Since today is Christmas I will write a short article on this.
Holidays are something both children and adults look forward to. Children could skip a day at school and adults could skip a day at work. On certain big festivals like Chinese New Year, Thanksgiving or Christmas, the atmosphere of the festive season would start a month before or even earlier, giving people a holiday mood and something to look forward to.
Unfortunately, many of the holiday seasons have been commercialised to encourage spending. Christmas, a religious date significant for the Christians, has been commercialised and its original meaning twisted to it being ‘a season of giving and sharing’. Pretty sure I do not need to go into detail the shopping frenzy tied to Thanksgiving, which is supposed to be a day of giving thanks for the harvest of the preceding year (how many of you know that?). The same goes for Chinese New Year. These are the official holidays.
What about the non-official holidays? How about Mother’s Day and Father’s Day? Suddenly everyone became a filial son and daughter because they treated their parents to a fancy dinner or buy them a fanciful gift on that particular day. The annual 11.11 mega sales manufactured by Taobao clocked 84.54 billion USD in sales in 2021.
Big or small, businesses are always trying to find ways to earn your money by manufacturing the hype and the mood for buying. What seems to be a tradition may not actually be a tradition a few years back. Big or small, almost every month, there are always something to get you to spend money. Perhaps let me give you an example below of the well-known ones I can think of that people across different cultures would know.
February: Valentine’s Day
May: Mother’s Day
June: Father’s Day
November: Black Friday or 11.11 Taobao sales
As mentioned earlier, the above writes down the major festivals or days which everyone around the world knows. Those empty gaps does not mean there are no holidays or manufactured spending encouraged by businesses. The empty months can probably be filled in by your country’s own holidays. For example, China’s Dragonboat Festival typically occurs in June and Mid-Autumn Festival typically occurs in September.
Of course, one may not spend at every single event manufactured by the businesses, but the more of such events they come up with, or the more of such holidays they manage to commercialise, the more they earn. I would not expect a 90 year old grandmother to spend money at Halloween, but I would not be surprised if she bought some gifts for her grandchildren at Thanksgiving and Christmas. Christmas is a religiously celebrated day. What if the grandmother only brought her grandchildren to the church and celebrate the birth of Jesus Christ, then brought them back home for some food and that’s the end? Would the grandchildren like it? No, they would not like it. Christmas has been so commercialised that these children now expect gifts. The grandmother is now somehow obligated to buy some simple presents for her grandchildren in order not to disappoint the young.

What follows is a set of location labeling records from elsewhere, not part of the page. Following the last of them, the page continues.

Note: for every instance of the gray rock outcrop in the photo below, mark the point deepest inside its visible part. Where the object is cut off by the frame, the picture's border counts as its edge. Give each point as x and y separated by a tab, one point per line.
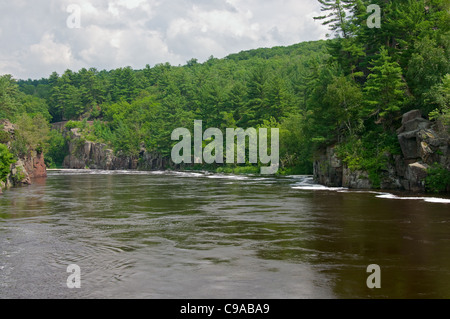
422	144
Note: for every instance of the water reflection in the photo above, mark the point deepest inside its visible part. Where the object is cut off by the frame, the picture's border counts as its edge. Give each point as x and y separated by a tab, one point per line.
186	235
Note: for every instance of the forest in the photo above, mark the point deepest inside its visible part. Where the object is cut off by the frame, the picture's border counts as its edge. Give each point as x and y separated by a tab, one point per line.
349	90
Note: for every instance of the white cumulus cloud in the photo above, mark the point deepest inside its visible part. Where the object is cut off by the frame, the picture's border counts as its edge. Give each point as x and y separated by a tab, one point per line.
37	40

Or, you expect to get away with no gifts for your girlfriend on Valentine’s day? Would the ladies be satisfied with the boyfriend not minimally bringing them out to eat a nice dinner and giving them a gift? But do you know that Valentine’s Day originates as a Christian feast day honouring the martyr called Saint Valentine? Businesses are able to turn a day honouring the martyrdom of a Christian to a day where people profess their love, give gifts and roses to each other.
Of course, spend what you have to. Impress your girlfriend on Valentine’s day if you need to. Buy Christmas gifts for your grandchildren if it makes them happy. But do not let these manufactured holidays or spending events dictate your views. If your boyfriend did not give you a present on Valentine’s day, does it make him lesser of a boyfriend if he treats you well everyday? If your children did not take you out for a fanciful dinner on Mother’s Day, does it make them an awful lot? Conversely, if your son ignores you for the rest of the year but treats you to a Father’s Day dinner, then takes some pictures and uploads them onto social media, does it make him a filial son?
As we go about our daily lives, let us not be pressured by these so called manufactured traditions created and twisted just to earn your money. For holidays that are relationship based (eg Mother’s Day, Valentine’s Day), look at how the other person is treating you all year round. For other societal holidays (eg Thanksgiving, Christmas), perhaps by now we have no choice but to follow what others are doing, but remember the importance and the significance of it. Maybe you are not a Christian, but if friends gather around during that period, treasure the reunion instead of focusing on the gifts that you will exchange. My friends and I have more than once organised a Christmas gift exchange event for the fun of it, with each present’s budget limited to $1 at its lowest or $5 at the higher end. The idea is to have fun but also understanding that the most important thing is not the presents but the friendship we all share.
Lastly, do not get caught up in all these spending obligations, or you will find yourself falling into the trap which the businesses made.